Si uno concurre a un restaurante. Un restaurante donde se coma, por lo general, carne. Y se pide chinchulines. Y luego, cuando a uno le traen el plato de chinchulines, uno debe estudiar, por un instante, el plato. Elegir, entre los chinchulines, uno en particular. Uno que sea casi un redondel perfecto. Se lo debe tocar con dos dedos, índice y pulgar, para verificar su consistencia, su textura. El chinchulín debe ser gomoso, grasoso al tacto, de material flexible, aunque resistente incluso al primer corte de un cuchillo afilado.
Se toma el chinchulín seleccionado, entonces, y con un diestro movimiento debe uno colocarlo detrás de una oreja. La oreja debe ser propia. La oreja debe ser la que el individuo utiliza con habitualidad para hablar por teléfono.

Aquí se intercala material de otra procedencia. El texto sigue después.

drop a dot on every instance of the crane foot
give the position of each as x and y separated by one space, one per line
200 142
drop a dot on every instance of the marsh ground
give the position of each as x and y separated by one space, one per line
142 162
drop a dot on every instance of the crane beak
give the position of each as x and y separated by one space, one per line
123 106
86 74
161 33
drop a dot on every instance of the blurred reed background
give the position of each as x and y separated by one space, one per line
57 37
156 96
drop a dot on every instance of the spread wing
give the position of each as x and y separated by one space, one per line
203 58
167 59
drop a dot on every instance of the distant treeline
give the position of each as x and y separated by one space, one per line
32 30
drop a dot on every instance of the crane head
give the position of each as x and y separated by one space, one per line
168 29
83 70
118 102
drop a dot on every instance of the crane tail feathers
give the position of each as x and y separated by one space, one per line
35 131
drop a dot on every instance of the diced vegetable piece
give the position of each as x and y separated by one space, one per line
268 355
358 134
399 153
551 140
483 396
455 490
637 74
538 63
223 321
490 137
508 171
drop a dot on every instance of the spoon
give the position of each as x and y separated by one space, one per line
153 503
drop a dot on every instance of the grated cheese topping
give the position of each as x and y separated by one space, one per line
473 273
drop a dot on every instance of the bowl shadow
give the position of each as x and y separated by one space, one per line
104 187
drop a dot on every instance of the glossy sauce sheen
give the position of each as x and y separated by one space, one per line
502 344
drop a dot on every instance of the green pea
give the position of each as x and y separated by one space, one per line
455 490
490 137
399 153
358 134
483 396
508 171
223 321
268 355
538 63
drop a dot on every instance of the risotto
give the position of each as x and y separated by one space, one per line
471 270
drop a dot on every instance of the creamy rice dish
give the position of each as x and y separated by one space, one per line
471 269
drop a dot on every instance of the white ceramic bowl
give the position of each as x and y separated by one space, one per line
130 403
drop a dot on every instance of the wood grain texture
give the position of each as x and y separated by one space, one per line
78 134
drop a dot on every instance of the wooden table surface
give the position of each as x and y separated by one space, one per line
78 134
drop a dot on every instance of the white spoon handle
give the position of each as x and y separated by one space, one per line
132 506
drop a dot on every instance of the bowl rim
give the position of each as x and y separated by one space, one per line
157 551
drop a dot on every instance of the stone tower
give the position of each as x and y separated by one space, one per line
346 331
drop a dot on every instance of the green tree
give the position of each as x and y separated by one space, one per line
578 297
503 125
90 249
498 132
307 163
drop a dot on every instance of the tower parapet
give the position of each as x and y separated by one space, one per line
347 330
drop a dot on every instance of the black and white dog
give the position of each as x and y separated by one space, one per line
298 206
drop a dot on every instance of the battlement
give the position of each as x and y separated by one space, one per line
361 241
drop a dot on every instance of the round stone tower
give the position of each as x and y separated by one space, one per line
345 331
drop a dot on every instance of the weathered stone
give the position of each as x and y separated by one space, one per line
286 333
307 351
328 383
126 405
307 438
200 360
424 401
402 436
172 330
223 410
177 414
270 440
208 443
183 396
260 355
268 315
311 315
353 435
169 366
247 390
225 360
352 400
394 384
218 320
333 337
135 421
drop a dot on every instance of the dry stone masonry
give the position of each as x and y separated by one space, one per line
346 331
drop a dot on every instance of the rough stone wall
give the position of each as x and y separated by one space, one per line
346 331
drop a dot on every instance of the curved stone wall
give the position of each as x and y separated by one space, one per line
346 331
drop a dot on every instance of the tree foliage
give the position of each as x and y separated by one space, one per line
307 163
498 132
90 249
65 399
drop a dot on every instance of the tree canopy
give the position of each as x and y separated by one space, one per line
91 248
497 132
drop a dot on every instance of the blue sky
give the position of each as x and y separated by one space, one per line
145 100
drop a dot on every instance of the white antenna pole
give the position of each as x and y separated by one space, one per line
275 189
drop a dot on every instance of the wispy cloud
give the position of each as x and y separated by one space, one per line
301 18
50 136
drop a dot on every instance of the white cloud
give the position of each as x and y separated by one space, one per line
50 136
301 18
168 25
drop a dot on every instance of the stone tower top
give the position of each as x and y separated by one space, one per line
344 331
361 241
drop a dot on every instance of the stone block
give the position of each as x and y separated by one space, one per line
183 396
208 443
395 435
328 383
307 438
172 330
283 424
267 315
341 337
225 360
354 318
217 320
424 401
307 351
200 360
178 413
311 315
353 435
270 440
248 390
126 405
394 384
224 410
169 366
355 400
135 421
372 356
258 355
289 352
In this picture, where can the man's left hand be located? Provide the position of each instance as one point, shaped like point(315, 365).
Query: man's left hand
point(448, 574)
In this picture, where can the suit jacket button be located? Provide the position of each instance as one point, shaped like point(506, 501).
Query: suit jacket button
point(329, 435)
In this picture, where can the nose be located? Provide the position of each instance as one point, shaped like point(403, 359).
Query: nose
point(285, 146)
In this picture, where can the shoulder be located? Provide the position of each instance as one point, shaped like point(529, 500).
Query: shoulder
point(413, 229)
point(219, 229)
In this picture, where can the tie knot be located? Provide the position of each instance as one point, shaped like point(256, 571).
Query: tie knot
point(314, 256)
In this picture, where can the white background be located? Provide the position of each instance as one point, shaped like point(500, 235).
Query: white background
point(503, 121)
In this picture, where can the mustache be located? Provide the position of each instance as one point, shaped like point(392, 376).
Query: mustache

El chinchulín, que viene de la cocina por lo general con un corte que altera su casi perfecta circularidad, se adaptará de inmediato y con suma facilidad a la oreja elegida.
El chinchulín está caliente. Me atrevería a decir que el chinchulín quema.
Hecha la mencionada operación, uno se ha colocado el chinchulín como si se tratara de un adminículo habitual en los teléfonos celulares de más alto desarrollo tecnológico.
Alguien en el restaurante, porque siempre habrá alguien en el restaurante, o incluso si uno ha concurrido acompañado por alguien de su confianza y estima, habrá observado la maniobra y se lo quedará observando. Al ejecutor. A usted. Que lleva un chinchulín colocado detrás de una oreja.
Puede entonces usted adoptar la postura de quien escucha algo de suma importancia. Puede usted hablar, como si estuviera interconectado con seres de otra galaxia. En cualquier caso, se lo aseguro, usted no escuchará nada, ni recibirá respuesta alguna a sus palabras.
Debe entonces usted pedir la cuenta y retirarse del establecimiento, circunspecto, pensativo pero no apesadumbrado, y partir del establecimiento siendo el original portador de un chinchulín detrás de una oreja.
Y no volver más, al establecimiento. Nunca más.